Beberapa saat kemudian Dewa sudah keluar dari kamar mandi dan hanya mengenakan handuk di pinggangnya.
Ada yang aneh, biasanya Nania langsung membantunya untuk mengenakan pakaiannya tapi kali ini sang istri malah sibuk dengan laptopnya.
Setelah Dewa selesai mengenakan pakaiannya dan kemudian melangkahkan kakinya ke arah meja rias Nania.
"Ayo makan."
Nania menolehnya dan kemudian menonaktifkan laptopnya, lalu mereka beranjak keluar kamar menuju meja makan.

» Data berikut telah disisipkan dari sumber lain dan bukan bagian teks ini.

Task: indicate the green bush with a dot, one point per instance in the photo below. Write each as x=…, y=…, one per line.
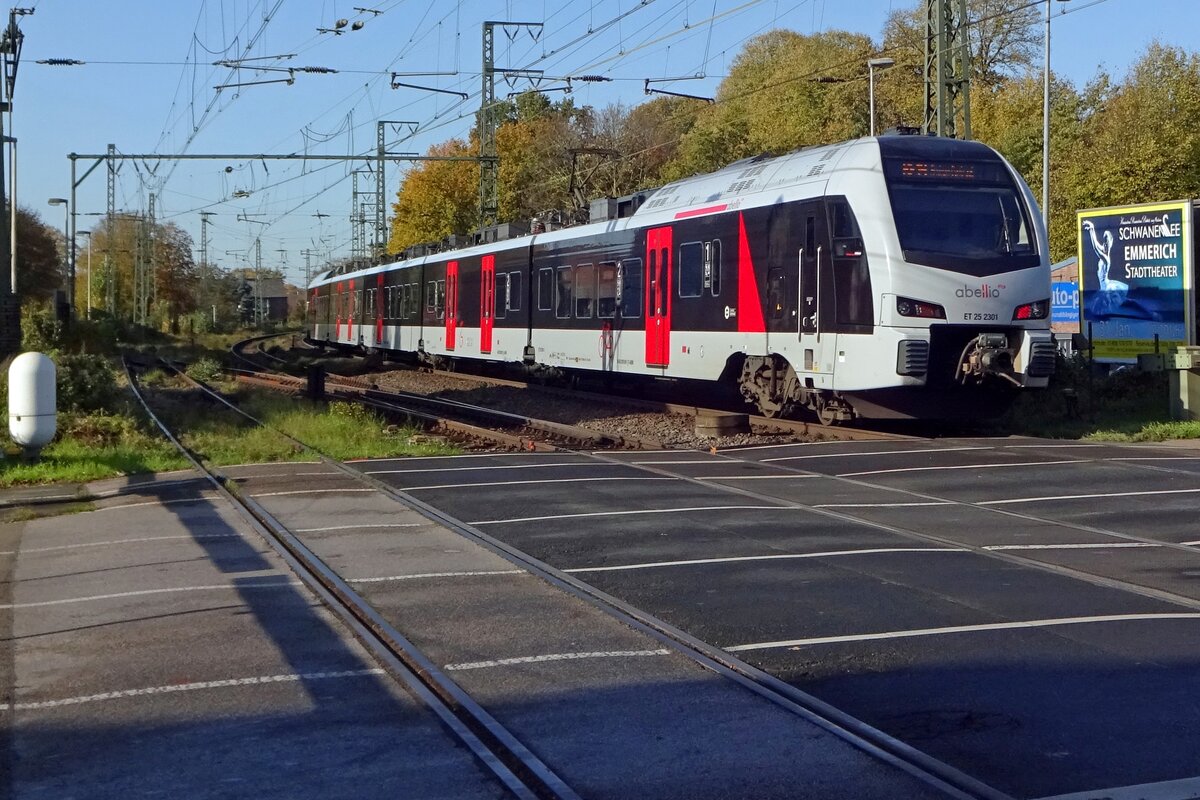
x=204, y=370
x=40, y=330
x=85, y=383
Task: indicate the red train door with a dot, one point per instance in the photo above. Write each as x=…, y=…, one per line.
x=658, y=298
x=486, y=304
x=337, y=311
x=451, y=302
x=379, y=306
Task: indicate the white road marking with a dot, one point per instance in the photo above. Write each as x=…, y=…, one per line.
x=883, y=505
x=960, y=629
x=436, y=575
x=1155, y=458
x=161, y=503
x=623, y=513
x=222, y=587
x=778, y=557
x=556, y=656
x=1069, y=547
x=387, y=524
x=876, y=452
x=261, y=680
x=490, y=467
x=269, y=463
x=281, y=494
x=534, y=482
x=753, y=477
x=934, y=469
x=1084, y=497
x=264, y=475
x=198, y=537
x=1183, y=789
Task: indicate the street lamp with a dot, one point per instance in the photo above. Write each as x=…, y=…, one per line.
x=67, y=248
x=1045, y=128
x=871, y=65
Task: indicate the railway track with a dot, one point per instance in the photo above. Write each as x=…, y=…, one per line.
x=522, y=773
x=520, y=770
x=576, y=435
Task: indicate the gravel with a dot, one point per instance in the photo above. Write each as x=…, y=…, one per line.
x=615, y=415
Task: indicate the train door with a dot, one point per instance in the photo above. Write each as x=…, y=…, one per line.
x=658, y=298
x=814, y=260
x=486, y=304
x=379, y=307
x=451, y=302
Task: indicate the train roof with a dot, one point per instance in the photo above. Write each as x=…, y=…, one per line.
x=759, y=180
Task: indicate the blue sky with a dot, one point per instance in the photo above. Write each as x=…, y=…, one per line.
x=148, y=86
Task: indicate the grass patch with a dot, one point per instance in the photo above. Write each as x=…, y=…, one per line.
x=1126, y=405
x=341, y=431
x=79, y=458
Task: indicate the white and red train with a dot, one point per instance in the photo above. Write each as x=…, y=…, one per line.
x=889, y=276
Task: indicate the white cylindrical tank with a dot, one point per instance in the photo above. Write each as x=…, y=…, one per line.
x=33, y=400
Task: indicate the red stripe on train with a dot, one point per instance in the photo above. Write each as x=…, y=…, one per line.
x=696, y=212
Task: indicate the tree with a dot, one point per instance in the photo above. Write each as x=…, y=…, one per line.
x=40, y=266
x=437, y=198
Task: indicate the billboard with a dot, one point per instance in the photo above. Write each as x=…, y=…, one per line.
x=1135, y=272
x=1065, y=302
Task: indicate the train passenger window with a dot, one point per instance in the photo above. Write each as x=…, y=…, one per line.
x=606, y=290
x=502, y=296
x=514, y=292
x=630, y=300
x=585, y=290
x=546, y=289
x=715, y=265
x=691, y=269
x=564, y=293
x=777, y=293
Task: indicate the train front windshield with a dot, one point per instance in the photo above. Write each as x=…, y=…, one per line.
x=964, y=216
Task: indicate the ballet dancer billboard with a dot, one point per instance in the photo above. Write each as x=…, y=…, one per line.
x=1135, y=270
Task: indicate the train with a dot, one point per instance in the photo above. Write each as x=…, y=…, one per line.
x=892, y=276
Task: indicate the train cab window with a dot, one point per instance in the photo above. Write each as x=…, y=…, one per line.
x=585, y=290
x=546, y=289
x=629, y=282
x=606, y=290
x=691, y=269
x=564, y=293
x=851, y=277
x=514, y=292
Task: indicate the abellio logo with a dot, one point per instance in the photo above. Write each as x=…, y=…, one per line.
x=984, y=290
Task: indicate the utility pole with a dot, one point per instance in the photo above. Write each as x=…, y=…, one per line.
x=489, y=161
x=947, y=70
x=111, y=217
x=10, y=304
x=258, y=282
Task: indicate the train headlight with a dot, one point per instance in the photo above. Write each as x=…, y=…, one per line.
x=1032, y=310
x=907, y=307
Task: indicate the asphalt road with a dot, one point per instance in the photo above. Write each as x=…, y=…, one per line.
x=1026, y=612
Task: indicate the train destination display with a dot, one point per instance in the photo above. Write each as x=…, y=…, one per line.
x=1135, y=266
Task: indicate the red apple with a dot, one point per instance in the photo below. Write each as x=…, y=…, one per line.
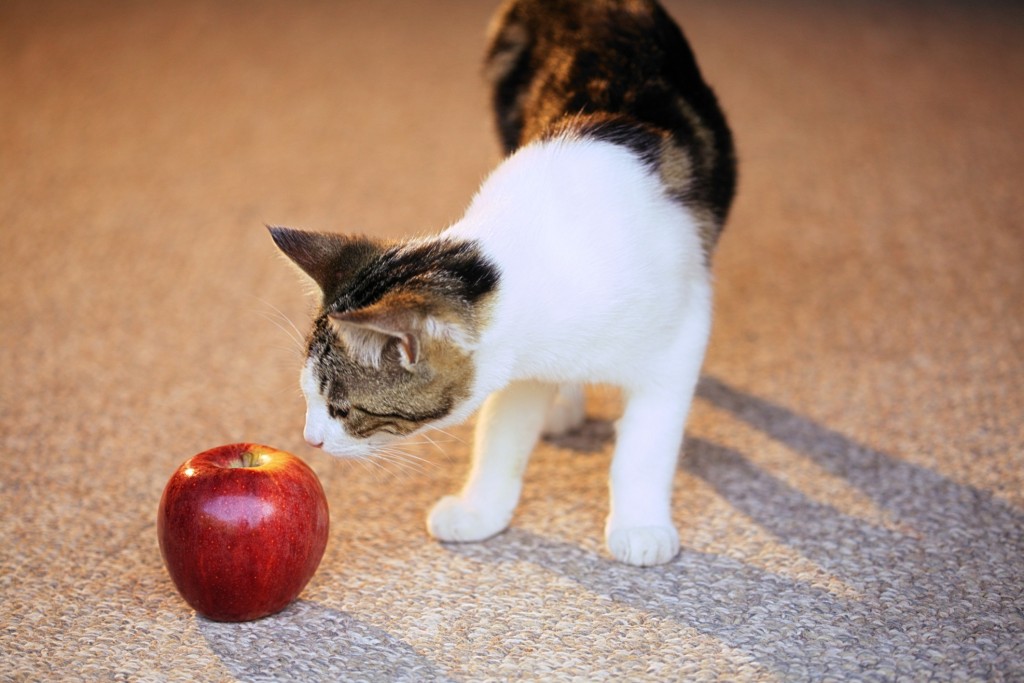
x=242, y=529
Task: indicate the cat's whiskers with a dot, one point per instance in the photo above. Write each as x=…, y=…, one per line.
x=275, y=315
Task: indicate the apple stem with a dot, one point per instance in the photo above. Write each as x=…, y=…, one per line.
x=248, y=460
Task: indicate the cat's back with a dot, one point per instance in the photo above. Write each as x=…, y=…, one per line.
x=615, y=70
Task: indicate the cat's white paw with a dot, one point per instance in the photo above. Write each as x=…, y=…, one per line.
x=567, y=412
x=643, y=546
x=455, y=519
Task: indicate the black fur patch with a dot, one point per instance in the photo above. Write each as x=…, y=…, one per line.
x=454, y=269
x=619, y=71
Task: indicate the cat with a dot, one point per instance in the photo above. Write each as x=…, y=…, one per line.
x=585, y=257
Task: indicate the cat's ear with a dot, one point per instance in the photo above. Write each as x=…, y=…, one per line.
x=367, y=332
x=328, y=258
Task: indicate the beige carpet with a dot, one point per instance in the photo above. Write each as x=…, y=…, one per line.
x=851, y=496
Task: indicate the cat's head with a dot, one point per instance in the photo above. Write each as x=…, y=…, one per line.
x=391, y=346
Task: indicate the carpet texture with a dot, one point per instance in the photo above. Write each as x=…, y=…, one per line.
x=850, y=497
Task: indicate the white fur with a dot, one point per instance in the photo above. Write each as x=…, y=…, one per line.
x=602, y=281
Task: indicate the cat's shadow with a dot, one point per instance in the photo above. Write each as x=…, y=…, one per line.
x=950, y=550
x=310, y=642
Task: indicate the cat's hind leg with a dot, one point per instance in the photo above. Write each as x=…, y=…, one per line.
x=567, y=411
x=507, y=430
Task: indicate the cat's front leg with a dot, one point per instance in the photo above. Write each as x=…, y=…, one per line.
x=639, y=528
x=506, y=433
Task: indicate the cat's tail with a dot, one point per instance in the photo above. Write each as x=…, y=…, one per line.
x=507, y=67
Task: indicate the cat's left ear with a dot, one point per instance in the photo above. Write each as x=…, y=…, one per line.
x=329, y=259
x=366, y=332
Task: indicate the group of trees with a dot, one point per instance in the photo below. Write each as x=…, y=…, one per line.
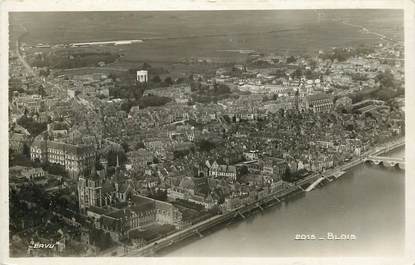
x=205, y=145
x=72, y=60
x=144, y=102
x=342, y=54
x=100, y=239
x=31, y=125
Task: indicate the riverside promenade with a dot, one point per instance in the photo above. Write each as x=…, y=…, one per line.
x=389, y=146
x=206, y=225
x=199, y=228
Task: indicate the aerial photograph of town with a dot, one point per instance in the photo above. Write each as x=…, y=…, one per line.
x=260, y=133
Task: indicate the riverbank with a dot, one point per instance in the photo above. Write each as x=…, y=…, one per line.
x=242, y=212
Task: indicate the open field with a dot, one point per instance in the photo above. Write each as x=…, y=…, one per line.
x=173, y=36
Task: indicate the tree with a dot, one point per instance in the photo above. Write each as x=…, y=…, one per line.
x=291, y=59
x=168, y=81
x=156, y=79
x=26, y=151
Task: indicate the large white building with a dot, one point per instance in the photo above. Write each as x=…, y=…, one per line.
x=142, y=76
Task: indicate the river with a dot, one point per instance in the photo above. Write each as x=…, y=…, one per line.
x=368, y=202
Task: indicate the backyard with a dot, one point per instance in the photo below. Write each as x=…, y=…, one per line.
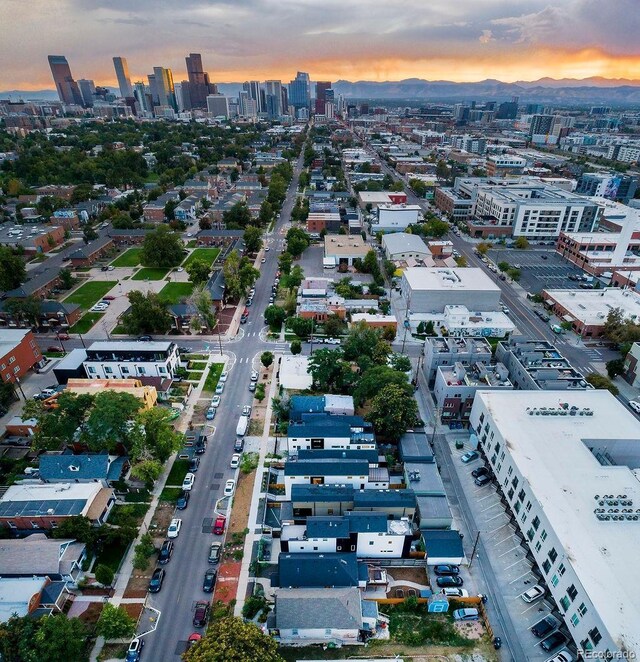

Kedua orang tua Dewa belum pulang ke rumah, hanya mereka berdua yang ada di meja makan itu dalam keadaan diam.
Selesai makan malam, Nania langsung memberikan obat kepada suaminya dan kemudian beranjak ke kamar.
Nania telah memastikan suaminya minum obat, lalu beranjak ke kamar mandi untuk membersihkan dirinya.
"Minyak herbal itu ngak di oleskan lagi ya?"
Dewa bertanya kepada istirnya, tapi Nania hanya memberi minyak itu dan meminta suaminya untuk mengoleskan sendiri.
Kemudian Nania mengambil kembali laptopnya dan mengerjakan sesuatu, Nania terlihat begitu sibuk hingga dirinya melupakan suaminya.
"Kamu ngapain sih?"
Nania tidak mengindahkan pertanyaan dari suaminya dan terus menerus mengetik di laptopnya.
Mungkin karena di cuekin oleh istrinya, akhirnya Dewa memilih keluar dari kamar itu seraya meraih kunci mobilnya.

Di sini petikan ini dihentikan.